My Favorite New Cookbooks: Make The Bread, Buy the Butter & The Homemade Pantry

I've been on a kick lately. A cookbook buying jag if you will. You see, cookbooks have a season just like baseball or basketball, or tomatoes. New cookbooks make their grand entrance in the spring and in the fall (to get a jump on that holiday wish lists). And this spring has been a doozy.

It seems that now, making your own stuff is very, very important in the cookbook world. I'm not talking about dinners or sandwiches or fondue, but making the basics. Bread, mayonnaise, cheese, Pop Tarts. Huh. Making your own Pop Tarts? Absolutely, I'm in.

Thanks to my spiffy Amazon Prime membership, a quick click and a day or two later, snappy new books, right on my doorstep (so worth the $75 annual fee, for real).

Up first, The Homemade Pantry, by Alana Chernila.
(Don't bother clicking to look inside, because I lifted the pic from Amazon. Kthanks.)

Author of the popular blog Eating From the Ground Up, this is Chernila's first book. I never read her blog, or had even heard of it prior to my purchase (sorry!), but I'm a reader now. I love her writing style, which seems so natural and honest and not nearly as earth-mothery as I had anticipated from a churn your own butter-type of book.

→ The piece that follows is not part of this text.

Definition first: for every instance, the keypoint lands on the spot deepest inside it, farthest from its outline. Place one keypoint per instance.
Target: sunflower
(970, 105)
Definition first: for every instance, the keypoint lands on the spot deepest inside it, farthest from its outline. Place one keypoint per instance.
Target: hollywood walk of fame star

She makes her own "car treats", granola bars, Pop Tarts (toaster pastries) and does it easily, but not effortlessly, which I appreciate. I read the darn thing cover to cover at a softball tournament and have set about to cooking from the book. which I never actually seem to do.

Make the Bread, Buy the Butter, by Jennifer Reese, a blogger at Tipsy Baker was recommended to me by one of the students in a recent knife skills class. He recommended, I bought the book the next day, 'cause that's how I roll.

The idea here is that Ms. Reese will let you know what you can be making in the kitchen (salsa, eggs Benedict, beef jerky, yogurt and so, so many other things), what is simply too much trouble (baguettes, corn dogs, burritos, etc.), and the level of hassle you can expect with each dish.

More than the recipes, I love the lengthy headnotes above the recipes and the longer back stories included as well. Her writing style, well, it's lovely, and something I really appreciate. I'm quickly becoming a regular reader here as well. Though recipes are a dime a dozen these days, good writing that really reaches you is something less available, but present in both of these wonderful books.

So go to Amazon, go to the library, and don't feel guilty when you decide that curing your own meats is too much effort for you. It's important that you cook what you like and what makes you feel comfortable. Personally, I rather buy a beautiful charcuterie plate than cure the meats and make the Camembert myself, so no guilt with these lovely books -- just possibilities.